To find the distance between points A and C, we need to determine the length of the line segment AC. Let's break down the problem step by step:

1. Find the length of segment AB: - We are given that NB:BA = 3:7. - Let's assume the length of NB is x. Then the length of BA is 7x. - We are also given that the length of BM is 9 cm. - Therefore, the length of AM is AB - BM = 7x - 9.

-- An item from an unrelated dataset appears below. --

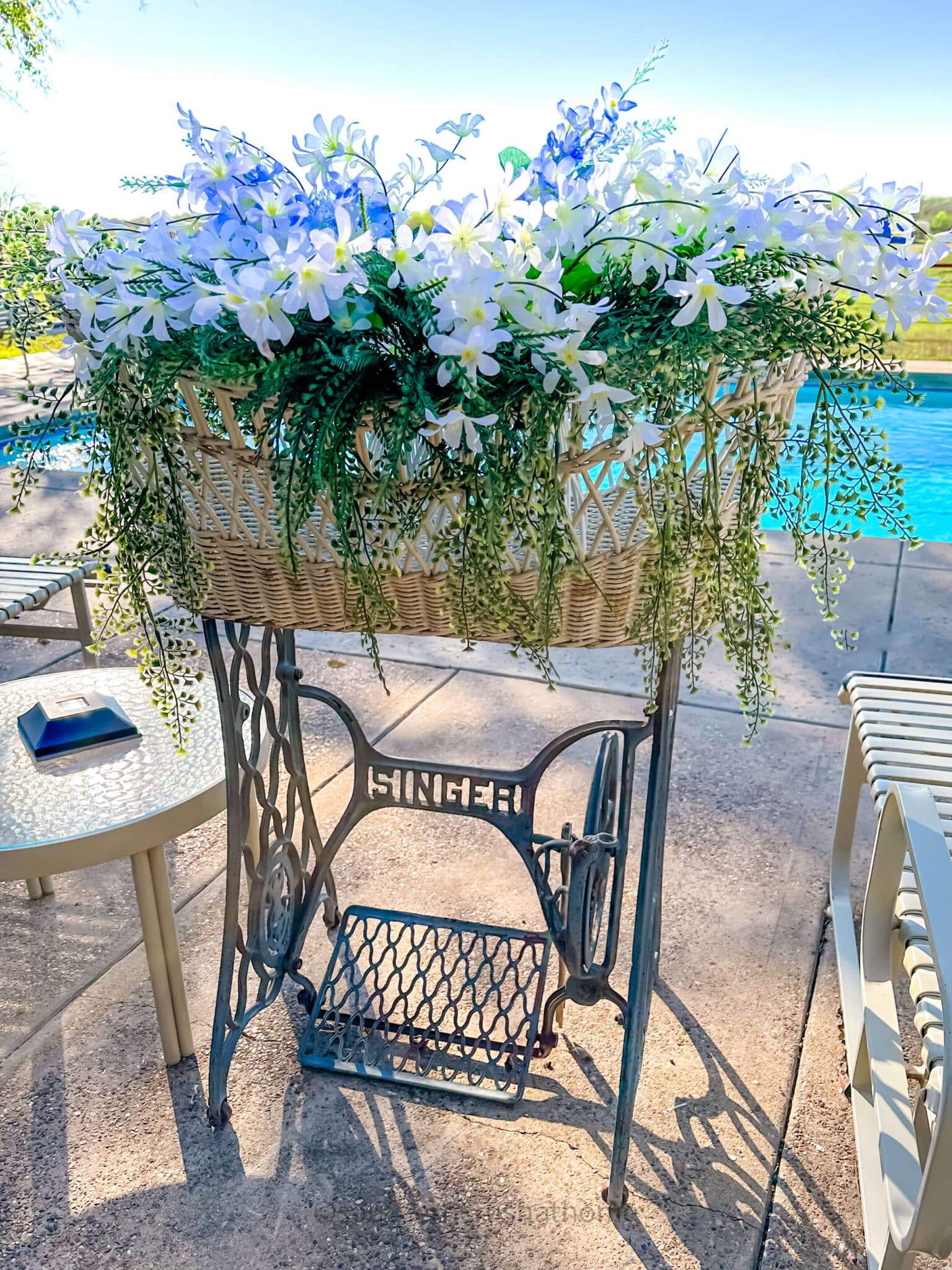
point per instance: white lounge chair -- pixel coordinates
(25, 588)
(901, 744)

2. Find the length of segment NC: - Since segment BM is parallel to plane α, segment NC is parallel to segment AB. - Therefore, the ratio of lengths of segments NC and AB is the same as the ratio of lengths of segments NB and BA. - NB:BA = 3:7, so NC:AB = 3:7. - Let's assume the length of NC is y. Then the length of AB is 7y. - Therefore, the length of NC is 3y.

3. Find the length of segment AC: - The length of AC is the sum of the lengths of segments AM and NC. - AC = AM + NC = 7x - 9 + 3y.

Now, we need to find the values of x and y to calculate the length of AC.

Calculation

To find the values of x and y, we can use the given information that NB:BA = 3:7.

Let's assume the length of NB is 3k and the length of BA is 7k, where k is a constant.

From the given information, we know that the length of BM is 9 cm. Therefore, the length of AM is 7k - 9.

Since segment BM is parallel to plane α, segment NC is parallel to segment AB. Therefore, the ratio of lengths of segments NC and AB is the same as the ratio of lengths of segments NB and BA.

Using the ratio of NB:BA = 3:7, we can write the equation:

NB/BA = 3/7

Substituting the lengths of NB and BA:

(3k)/(7k) = 3/7

Simplifying the equation:

3k/7k = 3/7

Cross-multiplying:

7 * 3k = 3 * 7k

21k = 21k

This equation is true for any value of k. Therefore, we can choose any value for k.

Let's assume k = 1.

Then, the length of NB is 3 cm and the length of BA is 7 cm.

Substituting these values into the equation for the length of AC:

AC = AM + NC = (7 * 1 - 9) + (3 * 1) = -2 + 3 = 1 cm

Therefore, the distance between points A and C is 1 cm.

Answer

The distance between the points A and C, given that NB:BA = 3:7 and the length of BM is 9 cm, is 1 cm.